30e 8be 1769, à Ferney
Madame,
Vôtre Majesté Impériale me rend la vie en tuant des Turcs.
La Lettre dont elle m'honore du 22e 7be me fait sauter de mon lit en criant alla Catharina! J'avais donc raison, j'étais plus prophête que Mahomet; Dieu et vos troupes victorieuses m'avaient donc éxaucé quand je chantais Te Catharinam laudamus, te dominam confitemur. L'ange Gabriel m'avait donc instruit de la déroute entière de l'armée ottomane, de la prise de Choczim, et m'avait montré du doigt le chemin de Yassi.
Je suis réellement, Madame, au comble de la joie, je suis enchanté, je vous remercie, et pour ajouter à mon bonheur, vous devez toute cette gloire à Monsieur le nonce. S'il n'avait pas déchainé le Divan contre vôtre Majesté vous n'auriez pas vangé l'Europe.
Voilà donc ma législatrice entièrement victorieuse. Je ne sais pas si on a tâche de suprimer à Paris et à Constantinople vôtre instruction pour le code de la Russie; mais je sais qu'on devrait le cacher aux Français; c'est un reproche trop honteux pour nous de notre ancienne jurisprudence ridicule et barbare prèsque entièrement fondée sur les décrétales des papes, et sur la jurisprudence ecclésiastique.
Je ne suis pas dans vôtre secret; mais le départ de vôtre flotte me transporte d'admiration. Si l'ange Gabriel ne m'a pas trompé c'est la plus belle entreprise qu'on ait faitte depuis Annibal.
Permettez que j'envoie à vôtre majesté la copie de la Lettre que j'écris au Roi de Prusse.
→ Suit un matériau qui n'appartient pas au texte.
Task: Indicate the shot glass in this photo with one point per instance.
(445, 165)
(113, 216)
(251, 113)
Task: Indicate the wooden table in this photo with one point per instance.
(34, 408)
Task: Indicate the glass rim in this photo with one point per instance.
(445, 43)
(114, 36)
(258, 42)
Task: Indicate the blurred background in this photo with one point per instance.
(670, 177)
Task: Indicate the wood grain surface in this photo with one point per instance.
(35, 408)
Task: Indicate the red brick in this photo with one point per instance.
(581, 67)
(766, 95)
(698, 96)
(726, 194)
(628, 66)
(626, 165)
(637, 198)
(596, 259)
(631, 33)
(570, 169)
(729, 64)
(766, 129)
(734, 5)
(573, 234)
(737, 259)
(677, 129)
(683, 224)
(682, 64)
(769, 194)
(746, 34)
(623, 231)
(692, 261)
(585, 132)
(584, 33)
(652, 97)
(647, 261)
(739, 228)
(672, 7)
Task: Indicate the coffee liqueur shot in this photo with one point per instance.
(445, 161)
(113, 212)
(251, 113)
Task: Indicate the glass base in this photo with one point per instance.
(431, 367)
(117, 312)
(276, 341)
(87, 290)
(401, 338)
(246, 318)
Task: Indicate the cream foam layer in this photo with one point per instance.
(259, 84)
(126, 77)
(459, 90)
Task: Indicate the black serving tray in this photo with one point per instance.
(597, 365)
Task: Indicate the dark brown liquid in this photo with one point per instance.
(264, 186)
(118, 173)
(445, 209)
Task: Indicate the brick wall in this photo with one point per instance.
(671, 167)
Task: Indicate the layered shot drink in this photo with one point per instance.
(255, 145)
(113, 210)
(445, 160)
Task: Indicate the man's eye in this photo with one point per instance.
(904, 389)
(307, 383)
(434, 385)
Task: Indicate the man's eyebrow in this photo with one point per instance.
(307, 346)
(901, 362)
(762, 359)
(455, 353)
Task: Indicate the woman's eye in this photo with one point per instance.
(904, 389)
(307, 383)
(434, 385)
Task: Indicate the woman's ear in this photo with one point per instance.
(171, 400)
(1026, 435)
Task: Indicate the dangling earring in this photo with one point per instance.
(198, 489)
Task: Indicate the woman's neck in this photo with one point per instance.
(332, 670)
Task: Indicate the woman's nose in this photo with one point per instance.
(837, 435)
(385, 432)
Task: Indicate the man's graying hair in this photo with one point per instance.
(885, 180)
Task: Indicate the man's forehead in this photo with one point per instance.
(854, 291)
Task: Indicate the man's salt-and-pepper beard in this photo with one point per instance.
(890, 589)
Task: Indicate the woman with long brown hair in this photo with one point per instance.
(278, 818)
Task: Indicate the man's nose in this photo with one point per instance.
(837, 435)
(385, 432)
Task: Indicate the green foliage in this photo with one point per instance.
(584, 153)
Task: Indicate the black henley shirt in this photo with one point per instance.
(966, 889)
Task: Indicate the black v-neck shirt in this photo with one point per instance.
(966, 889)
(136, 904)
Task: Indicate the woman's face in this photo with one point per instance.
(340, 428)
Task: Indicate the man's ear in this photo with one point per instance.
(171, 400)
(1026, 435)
Comme vous y êtes pour quelque chose j'ai cru devoir la soumettre à vôtre jugement.
Que Dieu me donne de la santé, et certainement je viendrai me mettre à vos pieds l'été prochain pour quelques jours, ou même pour quelques heures si je ne puis mieux faire.
Que vôtre Majesté Impériale pardonne au désordre de ma joie, et agrée le profond respect d'un coeur plein de vous.